“KPPU diharapkan konsisten dalam menerapkan UU No 5/1999, yaitu ketentuan yang dilanggar dan sanksinya harus konsisten. Maksimalkan sosialisasi kepda pelaku usaha dan masyarakat luas. Dan tentang sanksi denda dan hukuman, agar dikaji kembali, agar lebih mencerminkan keadilan,” ujarnya.
Hal senada juga diutarakan Ketua Komisi Yudisial periode 2013-2015 Suparman Marzuki. Menurutnya dengan perubahan UU Ciptaker dan PP 44/2021, Perma 2/2019 kehilangan dasar hukum. Apalagi ketentuan dalam Perma 3/2019 juga bertentangan dengan PP 44/2019.

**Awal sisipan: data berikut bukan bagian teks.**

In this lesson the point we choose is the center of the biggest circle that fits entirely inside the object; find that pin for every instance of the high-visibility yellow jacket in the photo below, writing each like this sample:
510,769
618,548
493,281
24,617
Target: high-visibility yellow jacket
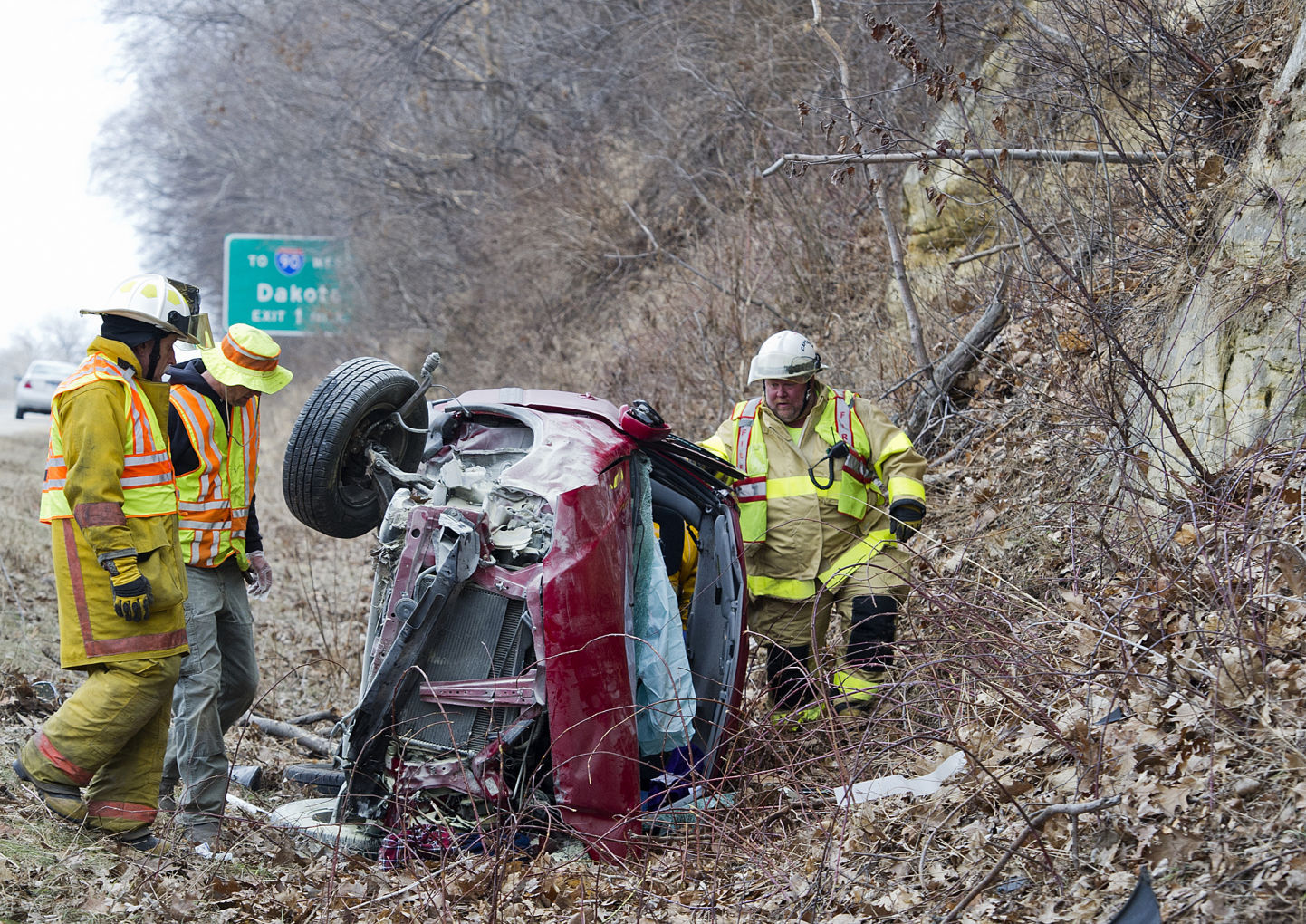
794,532
109,486
213,499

Menurutnya hukum acara perkara praktek monopoli dan persaingan usaha tidak sehat seharusnya diatur dalam UU tidak dengan Perma, tetapi untuk mengatasi kekosongan hukum dimungkinkan dengan Perma dengan beberapa catatan yakni tidak mengabaikan due process of law, tidak membuat norma yang menyimpang dari UU, dan tidak membuat norma substantif yang menganulir hak-hak upaya hukum.
Selain itu Suparman menilai adanya potensi konflik kepentingan antara Komisioner KPPU dengan semua temuan investigator yang disebabkan oleh adanya multi peran yang dijalankan oleh KPPU.

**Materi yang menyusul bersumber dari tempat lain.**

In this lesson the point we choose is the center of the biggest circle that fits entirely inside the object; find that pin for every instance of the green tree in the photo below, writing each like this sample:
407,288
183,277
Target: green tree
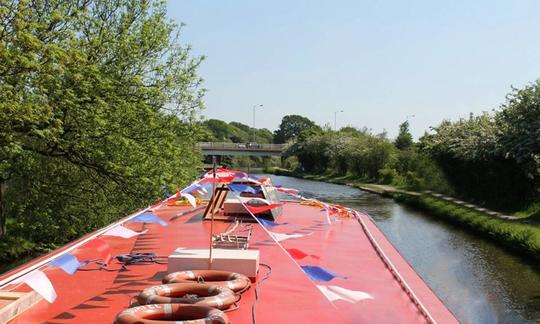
291,126
518,124
98,113
404,140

Hal ini terlihat dari investigator yang ditugaskan melakukan kegiatan penyelidikan dan penuntutan pada proses pemeriksaan, merupakan subordinat yang bekerja atas perintah dari Komisioner KPPU. Kondisi tersebut bertentangan prinsip-prinsip due process of law serta berpotensi menimbulkan proses persidangan yang sesat di tingkat KPPU.

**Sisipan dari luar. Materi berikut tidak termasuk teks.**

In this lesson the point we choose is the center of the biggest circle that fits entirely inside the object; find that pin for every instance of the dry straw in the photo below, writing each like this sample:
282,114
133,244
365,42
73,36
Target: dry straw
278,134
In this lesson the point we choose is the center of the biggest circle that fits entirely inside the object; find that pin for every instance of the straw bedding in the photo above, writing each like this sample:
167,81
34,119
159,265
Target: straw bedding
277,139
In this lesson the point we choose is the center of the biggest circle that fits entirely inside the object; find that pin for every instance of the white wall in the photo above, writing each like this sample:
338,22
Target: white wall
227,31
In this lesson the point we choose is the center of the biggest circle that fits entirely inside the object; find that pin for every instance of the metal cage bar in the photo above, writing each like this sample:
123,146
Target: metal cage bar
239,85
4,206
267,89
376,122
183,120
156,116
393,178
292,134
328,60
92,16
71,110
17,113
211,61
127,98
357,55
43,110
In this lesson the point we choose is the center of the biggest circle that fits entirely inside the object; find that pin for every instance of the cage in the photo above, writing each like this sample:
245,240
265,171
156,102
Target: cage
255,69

Kondisi ini yang meyakinkan pengajar pada Fakultas Hukum Universitas Islam Indonesia (UII) ini bahwa upaya keberatan memiliki peran penting dalam memberikan keadilan pada semua pihak, baik KPPU maupun para terlapor. Tujuannya tidak lain agar Pengadilan Niaga perlu memberikan kesempatan yang luas kepada pelaku usaha yang hendak menguji Putusan KPPU di Pengadilan Niaga.
Pentingnya due process of law dalam perkara persaingan menurut Suparman menjadi penting karena ketentuan UU Cipta Kerja sangat berpotensi menghasilkan potensi denda yang besar mempertimbangkan tidak adanya batasan pengenaan denda maksimum oleh KPPU. Oleh karena itu, setelah berlakunya UU Cipta Kerja dan PP 44/2021, sudah seharusnya Mahkamah Agung meninjau kembali Perma No. 3/2019 karena sudah tidak relevan lagi.